Dates: Mostly 1933-1957.
Extent: 78 boxes
Materials generated by the office of the president are closed for 40 years from
the date of their creation. Some records relating to personnel or students are
closed for longer periods of time.
Subseries 15A: Correspondence, 1896-1988 [bulk: 1933-1957], the largest
of the six subseries that comprise Dodds's records, is arranged
alphabetically by correspondent or topic. Correspondence that does not
warrant its own folder is grouped under A, B, C and so forth in the
general alphabetical sequence. This subseries illustrates the complexity
of a modern university and the extent to which Princeton University had
expanded, even during Dodds's own time. Correspondence concerns such
subjects as academics, administrative offices and committees,
associations and clubs, athletics, endowments and foundations, financial
aid, the Library, the ROTC, and the Board of Trustees, as well as
numerous individuals. Material relating to academics can be found under
the appropriate department — from biology to philosophy — and includes
discussions of budgets, grants, hiring and recruiting, office space and
equipment, research, and meetings. The largest concentration of academic
subject matter pertains to the School of Public and International
Affairs (known as the Woodrow Wilson School of Public and International
Affairs since 1948), with which Dodds was closely associated. Of
particular interest may be Dodds's Princeton University-related post-
retirement correspondence in Box 138, Folders 10-12, which contains,
among other topics, recommendations for his successor, Robert Goheen;
mention of the Alger Hiss controversy and its impact on financial
contributions; correspondence about the early days of the School of
Public and International Affairs; bequests for fellowships; and Dodds's
views on co- education.
Some topics and individuals command more attention than others. The
importance of financial issues, particularly under the exigencies of
World War II, is reflected in the 11 folders of material pertaining to
George A. Brakely, Princeton University's financial vice president and
treasurer during much of Dodds's tenure. The Library, which acquired its
current home under Dodds, is also well documented, not only in folders
with "Library" as their title but also in those relating to librarians
Julian P. Boyd and William S. Dix. The development of Firestone Library
(the argument for which can be found in Dodds's files as early as 1934)
is understandably prominent, but other matters are addressed as well,
among them, the procurement of collections, notably those of Messrs.
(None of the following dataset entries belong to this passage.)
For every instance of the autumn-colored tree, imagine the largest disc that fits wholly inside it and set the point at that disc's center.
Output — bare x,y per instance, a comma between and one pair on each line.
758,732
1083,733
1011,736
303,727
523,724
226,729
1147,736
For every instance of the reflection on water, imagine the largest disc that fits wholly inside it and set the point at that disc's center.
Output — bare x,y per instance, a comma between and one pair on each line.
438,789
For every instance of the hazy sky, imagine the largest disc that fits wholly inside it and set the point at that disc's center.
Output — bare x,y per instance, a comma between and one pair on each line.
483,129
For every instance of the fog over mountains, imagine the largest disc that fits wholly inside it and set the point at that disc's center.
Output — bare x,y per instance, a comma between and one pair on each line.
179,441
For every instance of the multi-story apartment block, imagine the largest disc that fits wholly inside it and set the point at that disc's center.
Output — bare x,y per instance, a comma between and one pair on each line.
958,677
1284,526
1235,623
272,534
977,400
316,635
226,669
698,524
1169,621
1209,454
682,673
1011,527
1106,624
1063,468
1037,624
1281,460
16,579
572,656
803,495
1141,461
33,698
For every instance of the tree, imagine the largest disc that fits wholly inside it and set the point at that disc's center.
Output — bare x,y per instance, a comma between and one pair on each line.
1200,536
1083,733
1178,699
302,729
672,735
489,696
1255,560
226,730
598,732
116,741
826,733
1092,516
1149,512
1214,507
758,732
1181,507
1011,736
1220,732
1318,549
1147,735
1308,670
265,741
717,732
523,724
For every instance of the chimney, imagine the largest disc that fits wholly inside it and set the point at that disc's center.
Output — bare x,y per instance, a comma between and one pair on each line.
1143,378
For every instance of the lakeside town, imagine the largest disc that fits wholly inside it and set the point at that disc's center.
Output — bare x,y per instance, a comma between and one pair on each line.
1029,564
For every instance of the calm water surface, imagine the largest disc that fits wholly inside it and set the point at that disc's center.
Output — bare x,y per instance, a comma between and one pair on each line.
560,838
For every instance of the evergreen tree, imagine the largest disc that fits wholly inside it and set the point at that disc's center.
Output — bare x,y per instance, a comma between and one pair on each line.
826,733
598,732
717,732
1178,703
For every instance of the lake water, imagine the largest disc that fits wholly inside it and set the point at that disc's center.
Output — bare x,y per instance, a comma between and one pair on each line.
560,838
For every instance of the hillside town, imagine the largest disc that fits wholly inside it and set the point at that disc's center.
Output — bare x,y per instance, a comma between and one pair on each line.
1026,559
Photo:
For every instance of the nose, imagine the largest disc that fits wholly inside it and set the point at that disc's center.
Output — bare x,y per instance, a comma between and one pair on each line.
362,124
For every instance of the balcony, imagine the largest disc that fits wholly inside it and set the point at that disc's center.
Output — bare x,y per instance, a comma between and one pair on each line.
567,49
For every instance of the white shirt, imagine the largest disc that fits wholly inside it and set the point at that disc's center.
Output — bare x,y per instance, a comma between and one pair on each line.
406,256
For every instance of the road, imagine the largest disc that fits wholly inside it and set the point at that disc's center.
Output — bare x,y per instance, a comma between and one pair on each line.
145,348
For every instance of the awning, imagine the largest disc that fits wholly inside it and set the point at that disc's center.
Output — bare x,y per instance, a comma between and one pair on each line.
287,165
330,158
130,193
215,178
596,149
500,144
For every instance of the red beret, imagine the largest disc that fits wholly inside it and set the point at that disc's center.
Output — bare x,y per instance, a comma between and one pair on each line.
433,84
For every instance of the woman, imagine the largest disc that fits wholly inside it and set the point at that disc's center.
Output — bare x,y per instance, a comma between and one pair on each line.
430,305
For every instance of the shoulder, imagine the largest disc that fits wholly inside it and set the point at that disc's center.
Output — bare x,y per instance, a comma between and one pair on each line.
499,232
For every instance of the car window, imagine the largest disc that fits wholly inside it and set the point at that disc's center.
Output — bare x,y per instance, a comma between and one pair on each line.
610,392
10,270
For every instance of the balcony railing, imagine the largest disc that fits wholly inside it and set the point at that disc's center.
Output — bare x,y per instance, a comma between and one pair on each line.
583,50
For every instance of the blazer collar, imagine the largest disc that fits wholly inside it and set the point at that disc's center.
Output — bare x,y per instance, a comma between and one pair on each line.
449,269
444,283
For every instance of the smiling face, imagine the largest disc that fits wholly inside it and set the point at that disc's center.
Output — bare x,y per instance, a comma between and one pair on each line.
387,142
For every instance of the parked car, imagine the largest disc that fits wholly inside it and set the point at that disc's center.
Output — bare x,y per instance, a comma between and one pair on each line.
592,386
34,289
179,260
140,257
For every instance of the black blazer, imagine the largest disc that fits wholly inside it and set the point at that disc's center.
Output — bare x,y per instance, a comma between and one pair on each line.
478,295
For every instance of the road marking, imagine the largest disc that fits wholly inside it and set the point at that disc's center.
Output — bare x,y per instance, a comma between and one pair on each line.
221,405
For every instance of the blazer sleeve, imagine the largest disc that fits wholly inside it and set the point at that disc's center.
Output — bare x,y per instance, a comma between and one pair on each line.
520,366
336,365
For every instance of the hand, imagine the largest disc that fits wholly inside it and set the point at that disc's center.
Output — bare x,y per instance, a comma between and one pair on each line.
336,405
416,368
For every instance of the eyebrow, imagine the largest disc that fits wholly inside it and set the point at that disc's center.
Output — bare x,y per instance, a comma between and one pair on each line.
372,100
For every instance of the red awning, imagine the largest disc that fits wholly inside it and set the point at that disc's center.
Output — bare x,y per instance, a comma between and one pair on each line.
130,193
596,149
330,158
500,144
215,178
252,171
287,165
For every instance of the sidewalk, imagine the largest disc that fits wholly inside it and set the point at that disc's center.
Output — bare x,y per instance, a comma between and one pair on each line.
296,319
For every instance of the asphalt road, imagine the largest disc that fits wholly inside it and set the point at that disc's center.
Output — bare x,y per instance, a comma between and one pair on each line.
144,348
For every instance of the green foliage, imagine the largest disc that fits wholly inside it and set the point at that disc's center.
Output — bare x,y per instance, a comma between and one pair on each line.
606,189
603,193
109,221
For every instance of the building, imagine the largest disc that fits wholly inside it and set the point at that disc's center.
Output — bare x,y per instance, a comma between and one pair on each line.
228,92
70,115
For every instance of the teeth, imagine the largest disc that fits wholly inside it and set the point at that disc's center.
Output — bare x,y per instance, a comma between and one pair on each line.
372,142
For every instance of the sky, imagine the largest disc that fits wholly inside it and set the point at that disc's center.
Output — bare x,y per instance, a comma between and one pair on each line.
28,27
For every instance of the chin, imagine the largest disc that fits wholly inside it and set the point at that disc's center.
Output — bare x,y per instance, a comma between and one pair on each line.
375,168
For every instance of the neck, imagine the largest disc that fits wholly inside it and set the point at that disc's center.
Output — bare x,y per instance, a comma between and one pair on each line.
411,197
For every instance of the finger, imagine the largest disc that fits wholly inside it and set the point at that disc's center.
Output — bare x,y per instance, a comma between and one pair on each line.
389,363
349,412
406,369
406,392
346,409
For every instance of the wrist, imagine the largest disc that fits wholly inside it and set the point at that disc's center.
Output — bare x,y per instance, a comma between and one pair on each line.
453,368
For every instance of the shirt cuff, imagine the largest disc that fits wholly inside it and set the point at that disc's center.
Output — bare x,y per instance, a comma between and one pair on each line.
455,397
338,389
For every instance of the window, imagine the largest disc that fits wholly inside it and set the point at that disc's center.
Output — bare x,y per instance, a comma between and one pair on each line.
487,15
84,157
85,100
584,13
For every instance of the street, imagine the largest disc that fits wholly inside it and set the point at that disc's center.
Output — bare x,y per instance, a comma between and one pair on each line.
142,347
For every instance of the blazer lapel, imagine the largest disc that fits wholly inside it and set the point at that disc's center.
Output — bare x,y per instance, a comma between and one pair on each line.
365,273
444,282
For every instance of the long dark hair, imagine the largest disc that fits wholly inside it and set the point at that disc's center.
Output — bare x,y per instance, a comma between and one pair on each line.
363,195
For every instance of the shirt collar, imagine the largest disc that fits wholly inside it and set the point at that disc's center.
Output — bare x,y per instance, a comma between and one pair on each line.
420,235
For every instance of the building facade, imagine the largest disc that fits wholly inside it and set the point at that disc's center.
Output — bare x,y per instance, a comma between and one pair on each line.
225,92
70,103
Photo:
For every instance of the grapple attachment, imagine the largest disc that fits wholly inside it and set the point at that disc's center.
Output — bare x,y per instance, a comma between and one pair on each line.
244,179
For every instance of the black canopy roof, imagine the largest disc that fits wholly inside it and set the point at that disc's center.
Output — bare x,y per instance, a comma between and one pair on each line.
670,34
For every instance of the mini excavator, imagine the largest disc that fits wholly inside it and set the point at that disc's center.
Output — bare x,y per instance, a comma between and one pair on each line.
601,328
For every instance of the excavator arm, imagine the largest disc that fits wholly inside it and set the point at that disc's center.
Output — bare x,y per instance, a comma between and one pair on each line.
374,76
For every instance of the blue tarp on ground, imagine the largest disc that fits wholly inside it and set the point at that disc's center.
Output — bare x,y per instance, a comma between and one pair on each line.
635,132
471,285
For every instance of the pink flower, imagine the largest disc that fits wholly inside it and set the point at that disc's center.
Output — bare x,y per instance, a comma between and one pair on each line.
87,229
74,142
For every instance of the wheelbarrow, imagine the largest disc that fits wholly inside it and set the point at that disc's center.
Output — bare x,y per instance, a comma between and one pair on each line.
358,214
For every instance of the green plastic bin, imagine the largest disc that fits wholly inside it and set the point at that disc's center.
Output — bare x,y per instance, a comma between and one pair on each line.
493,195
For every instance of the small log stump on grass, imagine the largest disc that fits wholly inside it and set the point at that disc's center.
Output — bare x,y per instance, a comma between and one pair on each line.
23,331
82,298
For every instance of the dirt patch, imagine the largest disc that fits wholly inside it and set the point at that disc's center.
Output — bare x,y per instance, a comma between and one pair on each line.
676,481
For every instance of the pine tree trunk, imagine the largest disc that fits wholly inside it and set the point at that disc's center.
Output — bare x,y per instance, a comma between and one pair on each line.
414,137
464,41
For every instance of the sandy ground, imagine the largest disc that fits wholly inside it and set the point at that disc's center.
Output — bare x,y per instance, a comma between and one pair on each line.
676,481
Parrish, Scheide, Witney, and Gest; the creation of a regional
depository for seldom-used books in New York and Philadelphia libraries;
and wartime dangers, including a memorandum dated March 19, 1941
concerning the removal of rare materials to safety in the event of
bombing. The Association of American Universities, though not specific
to Princeton, is another topic that consumes a substantial number of
folders in this subseries. Among the topics addressed in this material
are testing, accreditation, federal aid to education, taxes, and the
draft. Finally, many folders contain information concerning foundations
and the grants they awarded to Princeton University. The Rockefeller
Foundation was especially generous, extending support for research in
subjects ranging from Arabic and Islamic studies and organic chemistry
to public opinion and literary criticism.
No arrangement action taken or arrangement information not recorded at the time of processing.
Subseries 15A: Correspondence; 1896-1988 (mostly 1933-1957); Office of the President Records : Jonathan Dickinson to Harold W. Dodds
Subgroup, Princeton University Archives, Department of Rare Books and Special Collections, Princeton University Library.